09-24-2015 03:35 PM
I'm doing a proc logistic and trying to figure out how to determine the frequencies of each variable used in my final model. The output tells me the number of observations read, but is there a way to know how the 'n' of each variable in my multivariate model?
09-24-2015 03:51 PM
If I am understanding this question correctly, you want to know how many observations are used for each variable of your model. I believe the answer is the same for all variables and will be the one that you already have. If a given value is missing for a single variable, then even if there is data for the other variables, the entire observation will be dropped from the model calculations. So any observation with missing values for variables included in your model will be dropped. You should look into handling missing data so that you can fill these missing values before hand with imputed values.
Best of luck,
09-24-2015 04:06 PM
Hmm I included the code below and specified that observations are dropped for the variables in the model. However, I've seen tables in many publications where the 'n' is listed for variables in unadjusted and adjusted models. And the variables in the adjusted models have different 'n' values.
proc logistic descending data=meley.burum7; /*MODEL 1*/
model exclusive= mbmi /*keep*/
Lib_lessthan8 Lib_morethan8 Gha_zone1112 /*ACC: Time living in Ghana with 4 groups*/
where exclusive ne . and mbmi ne . and childage ne . and primi ne . and marital_status_model2 ne . and dailyincome2 ne .

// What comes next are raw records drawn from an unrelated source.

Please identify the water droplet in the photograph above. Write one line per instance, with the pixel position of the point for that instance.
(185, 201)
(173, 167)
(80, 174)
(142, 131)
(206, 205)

and Read_or_Write ne . and Q38_Borrowed_money_from_others ne . and acc25_timeinghana ne . and mom_age ne . ; run;
09-24-2015 11:51 PM
09-25-2015 10:00 AM - edited 09-25-2015 10:02 AM
The problem is that if a record is missing observations, then comparing it to those that are not is like comparing apples and oranges. For example, if you are predicting exclusive and have trained your model and found that both childage and primi are very influential in predicting exclusive. Then if you have one observation that has records for both childage and primi and one record that is missing a value for primi, then it would be inconsistent to use the same model to predict both records. This has to do with the fact that when you are calculating model coefficients, you are finding the impact of any independent variable on the dependent variable while holding all other independent variables constant. If you don't have those other variables (due to missing values), then really what you have is a completely different model e.g. y=x_1+x_2 vs. y=x_1. So the 'n' or number of observations for your model should be the same for all variables used in your model. I am not sure what you have seen in other publications, perhaps they were running multiple experiments with different cohorts and then comparing them? By default, SAS will drop any observations with missing values that are used in the model for this reason. I hope that helps.